Buddha bowl recipe
- Guðný Guðmundsdóttir
- Jun 15, 2023
- 2 min read
For a while now, I've been aiming to improve my organization skills when cooking at home.

Although I don't particularly enjoy cooking, It can't be avoided. Therefore, I aim to focus on making quick and simple dishes. Additionally, I prioritize eating healthily and preventing food intolerances by minimizing gluten, dairy, and processed meats in my meals.
My goal is to develop a sort of cookbook on the blog, a collection of nutritious and delicious recipes handy for when I lack inspiration or motivation. This will serve as the inaugural section in Guðný's Cookbook: Easy and healthy cooking (for individuals who don't enjoy cooking but seek to eat healthily).

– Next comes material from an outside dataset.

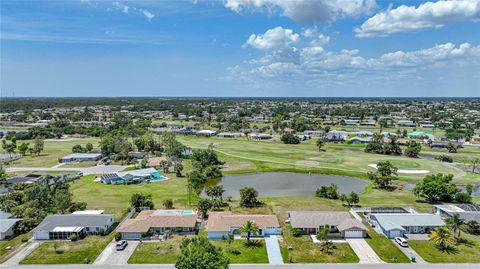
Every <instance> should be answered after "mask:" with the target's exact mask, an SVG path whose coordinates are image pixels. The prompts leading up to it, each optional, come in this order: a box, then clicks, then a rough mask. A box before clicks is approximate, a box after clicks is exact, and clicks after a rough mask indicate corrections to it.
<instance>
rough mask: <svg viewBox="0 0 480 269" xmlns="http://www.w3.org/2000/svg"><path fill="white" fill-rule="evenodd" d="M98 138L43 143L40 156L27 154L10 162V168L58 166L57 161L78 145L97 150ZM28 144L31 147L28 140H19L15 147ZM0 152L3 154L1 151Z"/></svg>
mask: <svg viewBox="0 0 480 269" xmlns="http://www.w3.org/2000/svg"><path fill="white" fill-rule="evenodd" d="M98 141H99V140H98V138H95V137H91V138H79V139H73V140H67V139H66V140H64V141H45V142H44V150H43V151H42V153H40V156H33V157H32V156H30V155H29V154H28V155H26V156H24V157H23V158H21V159H20V160H17V161H14V162H12V163H11V164H10V165H11V166H18V167H52V166H54V165H56V164H58V159H59V158H62V157H63V156H65V155H68V154H70V153H72V147H73V146H75V145H77V144H79V145H81V146H82V147H85V145H86V144H87V143H92V145H93V147H94V150H98ZM24 142H26V143H28V142H29V143H30V145H33V142H32V141H30V140H19V141H17V145H18V146H19V145H20V144H22V143H24ZM0 152H2V153H4V152H3V150H0Z"/></svg>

Additionally, I aim to utilize leftovers and ingredients on hand to their fullest potential, which is the first recipe featured on this food blog will be the Buddha bowl I prepared last night.
Ingredients:
Chickpeas + olive oil + cumin and paprika
Rice/quinoa/sweet potatoes
Red onion/broccoli
Avocado
Eggs
Consider this as a mere recommendation for a Buddha bowl. The beauty of this type of bowl lies in its versatility, as it can accommodate various ingredients based on what you have at hand. My go-to is usually pan-roasted chickpeas (roasted for 10 minutes and seasoned), although occasionally I might opt for rice, quinoa, or sweet potatoes.
Yesterday, I roasted sweet potatoes in the oven along with red onions and the remaining broccoli that would soon become damaged. Once everything was cooked, I combined them in a bowl, added avocado, and fried an egg in a pan to place on top. This method eliminates the need for a sauce with this dish. Although I typically enjoy sauces (more on that later), I attempt to minimize their use whenever possible.